Dany Boon, dopo lo strepitoso successo ottenuto con l’esilarante, originale e imitatissimo “Giù al nord” (2008), ci riprova con “Niente da dichiarare?”, pellicola che ci riporta indietro di quasi 20 anni quando, con il trattato di Maastricht, vennero abbattute le frontiere nei paesi dell’Unione Europea. Questa volta il luogo del contendere è un paesino sul confine franco-belga dove è in corso una sorta di guerra privata tra un doganiere belga, l’irascibile e razzista Vandevoorde, e gli automobilisti ed i colleghi francesi, tra cui il pacioso Ducatel, innamorato della di lui sorella. La creazione di una squadra mobile mista sarà l’occasione per avvicinare e far conoscere i due litiganti. Il film, per chi ha visto “Bienvenue chez les Ch’tis”, ne è il naturale proseguimento, semplice, senza troppe pretese, basato sul naturale gioco delle parti, esportabile ovunque, in cui si punta sulle esagerazioni macchiettistiche dei caratteri “razziali”, finendo forse per cavalcare un po’ troppo i facili stereotipi culturali, che guardano al folklore ma che sanno anche colpire le umane debolezze. Anche in questo caso, partendo da un minuscolo e provinciale contesto locale, si pongono le basi per decontestualizzare il “naturale” conflitto tra vicini e per farne occasione di scherzosa, ma cruda, disamina di problematiche importanti.

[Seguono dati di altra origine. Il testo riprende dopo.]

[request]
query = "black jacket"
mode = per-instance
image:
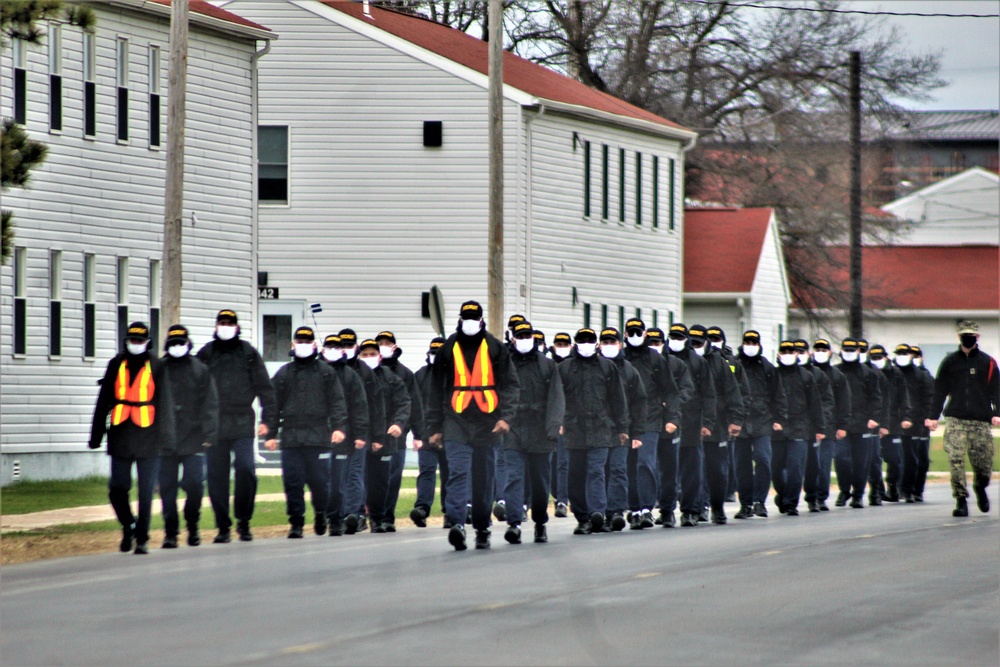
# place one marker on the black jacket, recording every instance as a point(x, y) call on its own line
point(662, 394)
point(805, 406)
point(971, 383)
point(196, 405)
point(471, 426)
point(596, 410)
point(357, 406)
point(240, 377)
point(767, 403)
point(541, 404)
point(700, 411)
point(866, 396)
point(127, 440)
point(311, 403)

La tipizzazione caricaturale dei personaggi, in cui la mimica facciale va a fondersi con le rispettive qualità caratteriali, ha forse il torto, depauperata di una valenza morale, di ridurre il tutto ad una sorta di autocompiacimento nel cercare la risata con la riproposizione trita e ritrita delle più classiche barzellette denigratorie, in questo perdendo nettamente il confronto con la levità del precedente cinematografico. Non a caso questa volta entrano nel lungometraggio anche violenza e qualche volgarità, sconosciute in “Giù al nord”, che rovinano, pur nella loro proposizione ironica e fumettistica, quell’atmosfera da saga paesana cui ci eravamo abituati.
Ma Boon in questo caso va oltre azzardando una lettura sociologico-semplicistica, laddove adduce esemplarmente il fatto che, alla fine, ogni innovazione ed evoluzione è tanto apparentemente complessa quanto semplice e indolore, per dedurne l’assioma che, come in meno di vent’anni si è rivoluzionato il nostro approccio a computer, telefonini e alla tecnologia in genere, così si possono abbattere con la stessa semplicità anche i pregiudizi più atavici che dominano i rapporti tra popoli ed individui. In conclusione, un’opera che regala le magistrali interpretazioni dei due protagonisti, che facilmente riescono a suscitare grasse risate nello spettatore, ma che, pur proponendosi nel solco di “Giù al nord”, forse abusa un po’ troppo di cliché ormai noti e funzionali, finendo così per privarsi di originalità e freschezza, ma, soprattutto, perdendo la capacità di stupire e sorprendere.